Gazeteci yazar Kurtuluş Tayiz, ABD'nin Arap Baharı, Irak ve Suriye olaylarındaki insan hakları karnesini ortaya serdi.
İŞTE KURTULUŞ TAYİZ'İN O YAZISI
ABD öncülüğündeki Batılı koalisyon güçlerinin Suriye'deki saldırılarında 2014'ten bugüne 861'i çocuk, 617'si kadın olmak üzere toplam 2 bin 832 sivili öldürdüğü açıklandı. Suriye İnsan Hakları Ağı (SNHR)'nın açıkladığı rakamlara göre, PKK/YPG'ye destek veren koalisyon güçleri en çok sivili Rakka'da katletti. Halep, Deyrizor, Haseke, Humus, Dera, İdlip Batılı koalisyon devletlerinin havadan ve karadan saldırılarla katliam yaptığı merkezlerin başında geliyor.
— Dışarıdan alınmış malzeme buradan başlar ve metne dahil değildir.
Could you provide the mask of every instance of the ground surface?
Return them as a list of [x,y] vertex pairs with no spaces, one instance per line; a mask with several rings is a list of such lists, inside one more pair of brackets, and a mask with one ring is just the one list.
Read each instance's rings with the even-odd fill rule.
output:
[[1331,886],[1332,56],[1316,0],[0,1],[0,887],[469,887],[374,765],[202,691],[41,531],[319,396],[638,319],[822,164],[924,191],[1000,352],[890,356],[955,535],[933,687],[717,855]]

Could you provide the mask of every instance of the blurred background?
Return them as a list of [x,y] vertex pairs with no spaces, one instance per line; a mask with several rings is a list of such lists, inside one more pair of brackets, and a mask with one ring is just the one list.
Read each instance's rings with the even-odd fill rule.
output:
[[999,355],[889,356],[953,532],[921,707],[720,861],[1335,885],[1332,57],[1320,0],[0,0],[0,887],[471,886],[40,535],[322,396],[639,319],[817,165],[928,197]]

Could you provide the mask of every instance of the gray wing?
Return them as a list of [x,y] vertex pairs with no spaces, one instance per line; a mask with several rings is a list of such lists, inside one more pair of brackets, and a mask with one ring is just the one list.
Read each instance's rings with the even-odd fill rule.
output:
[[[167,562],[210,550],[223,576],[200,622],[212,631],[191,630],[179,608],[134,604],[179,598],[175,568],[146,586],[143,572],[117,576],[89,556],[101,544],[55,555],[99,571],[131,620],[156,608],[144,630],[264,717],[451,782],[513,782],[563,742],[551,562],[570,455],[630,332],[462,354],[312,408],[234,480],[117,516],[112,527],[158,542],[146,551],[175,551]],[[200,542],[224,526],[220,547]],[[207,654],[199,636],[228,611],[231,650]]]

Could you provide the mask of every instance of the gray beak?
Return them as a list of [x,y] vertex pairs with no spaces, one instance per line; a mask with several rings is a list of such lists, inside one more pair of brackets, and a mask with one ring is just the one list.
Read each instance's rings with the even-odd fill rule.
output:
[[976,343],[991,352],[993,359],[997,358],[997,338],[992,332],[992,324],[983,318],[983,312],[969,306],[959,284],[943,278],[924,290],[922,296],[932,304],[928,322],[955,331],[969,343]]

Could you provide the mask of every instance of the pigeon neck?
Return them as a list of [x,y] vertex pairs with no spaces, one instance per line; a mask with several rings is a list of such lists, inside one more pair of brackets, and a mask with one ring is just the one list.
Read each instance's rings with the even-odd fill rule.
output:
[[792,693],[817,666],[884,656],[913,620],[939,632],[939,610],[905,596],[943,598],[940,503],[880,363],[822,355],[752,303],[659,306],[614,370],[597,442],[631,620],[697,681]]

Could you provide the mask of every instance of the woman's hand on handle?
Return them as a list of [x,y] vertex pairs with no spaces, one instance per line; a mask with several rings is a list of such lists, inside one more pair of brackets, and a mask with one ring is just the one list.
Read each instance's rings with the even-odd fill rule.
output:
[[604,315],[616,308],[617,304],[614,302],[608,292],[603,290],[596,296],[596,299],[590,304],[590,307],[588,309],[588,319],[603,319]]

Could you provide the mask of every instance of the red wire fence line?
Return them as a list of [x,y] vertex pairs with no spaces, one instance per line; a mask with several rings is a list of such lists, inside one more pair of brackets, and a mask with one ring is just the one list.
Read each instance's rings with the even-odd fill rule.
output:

Bu rakamlar bile ABD'nin Suriye'de bulunma sebebinin “insan hakları”, “demokrasi”, “özgürlükler” veya terör tehdidi (DEAŞ) olmadığını yeterince iyi anlatıyor. Koalisyon güçlerinin Suriye'de bulunma sebebini insani gerekçelerle izah etmesi çok zor.
Fakat fark edileceği gibi Batı sistemi, en büyük katliam seferlerini, işgal hareketlerini “insani gerekçeler” üzerine inşa ediyor. İşgal ve istila için yola çıkmadan önce geçeceği yolları “insani gerekçeler” ile döşüyorlar.
Her ülkede bu masalı aynı kelimelerle anlatan Batıcı entelektüel-yazar sınıfı ve medyaları bulunuyor. 11 Eylül'den sonra icat ettikleri “İslami terör” kavramıyla Afganistan ve Irak işgallerini gerçekleştirdiler; “Arap Baharı” rüzgarıyla bütün İslam coğrafyasına müdahale ettiler; Suriye işgalini ise bugün “DEAŞ tehdidi” ile izah ediyorlar. Bu işgal girişimlerinde Batı'ya eşlik eden hep yerli bir entelektüel sınıf bulunuyor.
Tabii bu tablo, Batı'nın işgale girişmeden önce müdahale edeceği coğrafyayı önceden siyasi ve ideolojik olarak kuşattığını, özellikle medya üzerinden etki altına aldığını açık bir şekilde gösteriyor. Gerçekleştirdikleri sivil katliamları başka türlü görünmez kılmaları mümkün değil zira.
Suriye ve Irak'ı fiziki olarak ortadan kaldıracak kadar korkunç bir şiddet sarmalına iten ABD ve koalisyon devletlerinin müdahalesi olmasına rağmen, suçluları hâlâ başka yerde aramaya çalışan yerli bir entelektüel sınıf söz konusu. Bu aklı oluşturan ya da tahkim eden büyük oranda medya kuruluşlarıdır. Suriye'de olup bitenin sorumlusu olarak yıllardır bizim hükümetimizi işaret edebilmekteler mesela. Ankara'yı “DEAŞ'a destek olma” propagandasıyla uzun süre baskı altına almaya çalıştılar. Gerçeklerin bu kadar ters yüz edildiği bir dünyada yaşıyoruz aslında.
Gerçekleri sonsuza kadar bastırmak elbette mümkün değil. Ne var ki, iş işten geçtikten sonra da gerçeklerin bir önemi kalmayabilir.
ABD ve Koalisyon güçlerinin Suriye'de işgalci olduğu ve bu ülkedeki hayatını kaybeden masum her çocuğun, kadının, sivilin sorumlusu olduğu su götürmez bir gerçek. Batı'yı bu gerçekle yüzleştirmeyi başaramazsak, bu coğrafyadaki her kötülüğün sorumluluğunu “İslam”a yükleyecekler. Bu coğrafyayı karış karış işgal eden, silah ve bombalarıyla ağır katliama uğratan Batı, bütün kötülüğün kaynağı olarak “İslam”ı işaret etmekte ve bütün Müslümanları da buna ikna etmeye çalışmaktadır. Irak'ta, Suriye'de, Afganistan'da, Filistin, Libya, Tunus, Mısır ve Yemen'de ölen milyonlarca masum insanın, Müslümanın büyük oranda sorumluluğu Batı'nın omuzlarındadır. Bu gerçeği açığa çıkarıp Batı sisteminin yüzüne çarpacak Türkiye'den başka da bir güç ve liderlik de yok maalesef. Bu açıdan Cumhurbaşkanı Erdoğan'ın, Birleşmiş Milletler Genel Kurulu'nda yapacağı konuşmanın şimdiden tarihi bir öneme büründüğünü görebiliyoruz.